Par un mémoire en défense, enregistré le 6 mars 2024, le préfet de police conclut au rejet de la requête et, à titre subsidiaire, à ce que la condamnation de l’Etat soit limitée à la somme de 11 391 euros, de laquelle sera déduite la part de responsabilité qui incombe au requérant dans la réalisation de son préjudice.
Il fait valoir que :
— les services de police n’ont pas commis de faute de nature à engager la responsabilité de l’Etat dès lors qu’il n’est pas démontré que l’utilisation de LBD dans les circonstances serait fautive, que l’absence de sommation était justifiée car des violences étaient exercées contre les forces de police, que l’usage du LBD était conforme aux règles imposées par les instructions d’usage dans un contexte de maintien de l’ordre et de légitime défense, que le lien de causalité entre les préjudices subis par la victime et la formation de Mme F n’est pas démontré et que l’absence d’ordre exprès émanant de la hiérarchie ne saurait constituer une faute ;
— à titre subsidiaire, le requérant a nécessairement pris part à l’affrontement, et a commis une faute de nature à exonérer totalement l’Etat de sa responsabilité ;
— à titre subsidiaire, en se maintenant au sein des groupes hostiles affrontant les forces de l’ordre, M. E doit être regardé comme ayant commis une faute d’imprudence de nature à exonérer totalement l’Etat de sa responsabilité ;
— à titre subsidiaire, s’agissant des préjudices, le préjudice sur les pertes de gains professionnels actuels n’est pas établi et ne peut donner lieu à une indemnisation ;
— le montant au titre du déficit fonctionnel temporaire doit être limité à 291 euros ;
— l’indemnisation au titre des souffrances endurées doit être limité à un montant de 3 100 euros ;
— l’indemnisation au titre du déficit fonctionnel permanent doit être évalué à un montant de 8000 euros environ ;
— le préjudice d’agrément n’est pas établi et ne doit pas être indemnisé.

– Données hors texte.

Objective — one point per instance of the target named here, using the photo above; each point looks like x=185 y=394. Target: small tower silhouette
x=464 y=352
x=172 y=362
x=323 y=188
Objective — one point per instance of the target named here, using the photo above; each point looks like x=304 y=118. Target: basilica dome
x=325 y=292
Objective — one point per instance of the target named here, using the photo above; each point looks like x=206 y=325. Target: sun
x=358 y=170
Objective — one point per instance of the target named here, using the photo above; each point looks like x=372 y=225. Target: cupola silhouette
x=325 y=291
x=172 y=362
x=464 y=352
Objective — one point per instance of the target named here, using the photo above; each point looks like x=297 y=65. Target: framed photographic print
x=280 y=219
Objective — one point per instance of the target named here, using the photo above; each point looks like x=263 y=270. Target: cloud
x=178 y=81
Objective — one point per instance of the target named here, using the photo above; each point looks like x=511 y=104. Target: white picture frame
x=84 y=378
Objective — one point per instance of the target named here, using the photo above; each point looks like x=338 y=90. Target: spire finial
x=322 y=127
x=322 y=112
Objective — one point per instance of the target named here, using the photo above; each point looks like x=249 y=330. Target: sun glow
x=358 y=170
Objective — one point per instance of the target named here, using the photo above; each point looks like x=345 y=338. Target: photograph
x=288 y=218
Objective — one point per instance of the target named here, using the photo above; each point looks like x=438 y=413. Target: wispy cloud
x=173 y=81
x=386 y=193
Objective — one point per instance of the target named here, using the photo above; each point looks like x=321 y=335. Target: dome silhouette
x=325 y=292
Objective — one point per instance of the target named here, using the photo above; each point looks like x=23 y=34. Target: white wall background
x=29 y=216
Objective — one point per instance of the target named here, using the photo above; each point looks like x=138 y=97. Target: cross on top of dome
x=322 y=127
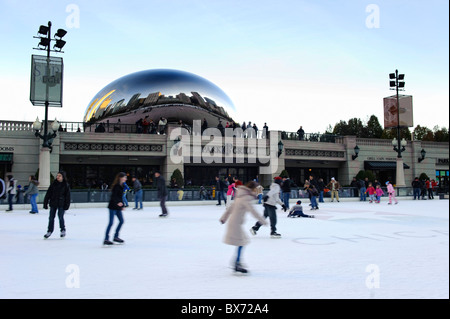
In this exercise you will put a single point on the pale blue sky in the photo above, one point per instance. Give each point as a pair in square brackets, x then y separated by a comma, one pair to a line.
[287, 63]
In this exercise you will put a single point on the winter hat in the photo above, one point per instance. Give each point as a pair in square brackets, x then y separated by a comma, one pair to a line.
[278, 180]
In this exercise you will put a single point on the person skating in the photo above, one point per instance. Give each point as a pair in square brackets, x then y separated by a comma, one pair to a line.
[379, 192]
[58, 198]
[220, 189]
[162, 193]
[230, 194]
[270, 201]
[11, 190]
[235, 234]
[297, 211]
[138, 193]
[115, 207]
[313, 192]
[391, 192]
[371, 191]
[334, 187]
[33, 192]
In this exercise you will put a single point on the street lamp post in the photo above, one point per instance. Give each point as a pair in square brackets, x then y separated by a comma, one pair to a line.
[397, 83]
[46, 76]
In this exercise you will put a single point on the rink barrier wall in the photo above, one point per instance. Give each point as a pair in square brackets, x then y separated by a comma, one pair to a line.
[191, 197]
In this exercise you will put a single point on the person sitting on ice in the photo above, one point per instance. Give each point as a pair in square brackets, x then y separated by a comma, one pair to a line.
[297, 211]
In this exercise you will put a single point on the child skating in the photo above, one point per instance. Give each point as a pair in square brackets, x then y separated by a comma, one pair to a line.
[371, 191]
[297, 211]
[391, 192]
[235, 234]
[379, 192]
[270, 210]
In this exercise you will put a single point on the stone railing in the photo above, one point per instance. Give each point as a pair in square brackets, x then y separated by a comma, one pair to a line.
[16, 126]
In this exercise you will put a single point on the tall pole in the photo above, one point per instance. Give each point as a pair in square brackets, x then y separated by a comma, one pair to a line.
[400, 172]
[399, 152]
[45, 143]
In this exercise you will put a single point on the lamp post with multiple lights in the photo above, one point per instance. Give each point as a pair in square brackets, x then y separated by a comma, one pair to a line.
[46, 81]
[397, 83]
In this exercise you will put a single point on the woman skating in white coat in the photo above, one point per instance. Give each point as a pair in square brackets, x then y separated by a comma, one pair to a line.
[235, 234]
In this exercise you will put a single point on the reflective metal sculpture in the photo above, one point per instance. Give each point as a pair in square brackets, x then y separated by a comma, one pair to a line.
[172, 94]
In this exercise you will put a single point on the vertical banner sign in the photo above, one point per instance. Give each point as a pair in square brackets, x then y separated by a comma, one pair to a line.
[46, 80]
[390, 111]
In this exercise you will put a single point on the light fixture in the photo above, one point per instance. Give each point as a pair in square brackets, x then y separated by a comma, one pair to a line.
[43, 30]
[60, 33]
[37, 125]
[394, 142]
[176, 145]
[422, 154]
[280, 148]
[59, 44]
[55, 125]
[45, 42]
[356, 149]
[403, 142]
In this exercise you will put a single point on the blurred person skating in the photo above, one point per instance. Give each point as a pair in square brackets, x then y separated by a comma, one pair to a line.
[334, 187]
[270, 201]
[391, 192]
[58, 198]
[33, 192]
[371, 192]
[162, 193]
[379, 192]
[297, 211]
[235, 234]
[115, 207]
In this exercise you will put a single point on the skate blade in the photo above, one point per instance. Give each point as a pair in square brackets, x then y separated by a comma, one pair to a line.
[240, 274]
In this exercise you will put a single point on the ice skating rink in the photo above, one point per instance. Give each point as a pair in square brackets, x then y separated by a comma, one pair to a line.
[350, 250]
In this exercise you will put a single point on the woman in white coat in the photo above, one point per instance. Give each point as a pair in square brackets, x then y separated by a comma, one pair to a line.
[235, 234]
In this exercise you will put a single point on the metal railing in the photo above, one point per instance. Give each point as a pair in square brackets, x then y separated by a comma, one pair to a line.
[195, 194]
[309, 137]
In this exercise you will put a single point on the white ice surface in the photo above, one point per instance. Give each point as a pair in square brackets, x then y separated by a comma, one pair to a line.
[351, 250]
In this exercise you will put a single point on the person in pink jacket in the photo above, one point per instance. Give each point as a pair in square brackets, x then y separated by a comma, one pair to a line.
[379, 192]
[391, 192]
[230, 194]
[235, 214]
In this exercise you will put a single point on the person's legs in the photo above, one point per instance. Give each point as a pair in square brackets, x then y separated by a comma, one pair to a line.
[163, 205]
[111, 220]
[258, 224]
[51, 219]
[273, 218]
[140, 194]
[34, 207]
[119, 215]
[238, 254]
[62, 225]
[10, 200]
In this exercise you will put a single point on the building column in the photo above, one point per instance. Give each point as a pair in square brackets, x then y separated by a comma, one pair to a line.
[44, 168]
[400, 176]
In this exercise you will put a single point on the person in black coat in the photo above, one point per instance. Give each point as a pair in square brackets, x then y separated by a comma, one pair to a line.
[220, 189]
[416, 188]
[115, 207]
[162, 193]
[58, 197]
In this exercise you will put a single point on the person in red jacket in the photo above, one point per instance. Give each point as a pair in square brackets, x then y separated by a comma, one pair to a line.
[371, 192]
[429, 186]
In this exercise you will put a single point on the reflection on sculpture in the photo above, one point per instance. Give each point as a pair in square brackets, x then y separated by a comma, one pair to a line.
[172, 94]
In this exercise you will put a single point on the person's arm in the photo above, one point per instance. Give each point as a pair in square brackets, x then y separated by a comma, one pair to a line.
[67, 198]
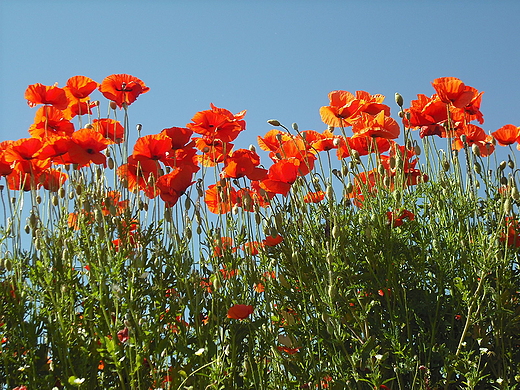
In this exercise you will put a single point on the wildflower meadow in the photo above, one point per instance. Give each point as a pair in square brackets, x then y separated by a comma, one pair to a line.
[379, 252]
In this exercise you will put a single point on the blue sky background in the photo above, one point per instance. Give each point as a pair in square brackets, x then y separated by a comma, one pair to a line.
[276, 59]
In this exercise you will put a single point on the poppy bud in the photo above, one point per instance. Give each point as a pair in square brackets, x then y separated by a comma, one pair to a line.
[399, 99]
[508, 206]
[515, 194]
[335, 232]
[168, 215]
[477, 167]
[445, 164]
[476, 150]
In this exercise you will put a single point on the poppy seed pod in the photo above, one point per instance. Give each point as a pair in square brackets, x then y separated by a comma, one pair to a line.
[399, 99]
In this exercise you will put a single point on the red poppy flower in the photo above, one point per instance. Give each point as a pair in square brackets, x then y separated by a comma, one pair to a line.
[52, 179]
[451, 90]
[428, 114]
[474, 135]
[43, 94]
[378, 125]
[172, 185]
[5, 166]
[507, 135]
[152, 147]
[280, 177]
[140, 175]
[362, 145]
[344, 107]
[243, 162]
[80, 86]
[218, 123]
[50, 121]
[214, 151]
[123, 89]
[273, 139]
[240, 312]
[110, 129]
[220, 198]
[180, 136]
[314, 197]
[321, 141]
[86, 148]
[341, 111]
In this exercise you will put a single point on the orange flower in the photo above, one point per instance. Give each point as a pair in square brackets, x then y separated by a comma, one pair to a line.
[218, 123]
[220, 198]
[43, 94]
[50, 121]
[341, 111]
[240, 312]
[314, 197]
[451, 90]
[180, 136]
[86, 148]
[474, 135]
[52, 180]
[110, 129]
[507, 135]
[428, 114]
[273, 139]
[123, 89]
[152, 147]
[243, 162]
[172, 185]
[363, 145]
[80, 86]
[345, 108]
[378, 125]
[280, 177]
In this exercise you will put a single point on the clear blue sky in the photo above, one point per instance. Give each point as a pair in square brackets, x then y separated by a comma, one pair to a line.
[276, 59]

Par un mémoire en intervention enregistré le 16 juin 2023, la caisse primaire d’assurance maladie (CPAM) des Hauts-de-Seine demande à ce que le préfet de police lui rembourse, au titre des prestations versées, les sommes de 12 007,04 euros avec intérêts de droit à compter du jugement, 1162 euros au titre de l’indemnité forfaitaire prévu par l’article L. 376-1 du code de la sécurité sociale et à ce qu’il soit mis à la charge de l’Etat la somme de 2000 euros au titre de l’article L. 761-1 du code de justice administrative.
Vu :
— le rapport d’expertise déposé le 21 novembre 2018 ;
— l’ordonnance de taxation n°1810449 du 9 octobre 2018 ;
— les autres pièces du dossier.
Vu :
— le code de la santé publique ;
— le code de la sécurité intérieure ;
— le code de la sécurité sociale ;
— l’arrêté du 18 décembre 2023 relatif aux montants minimal et maximal de l’indemnité forfaitaire de gestion prévue aux articles L. 376-1 et L. 454-1 du code de la sécurité sociale pour l’année 2024 ;
— le code de justice administrative.
Les parties ont été régulièrement averties du jour de l’audience.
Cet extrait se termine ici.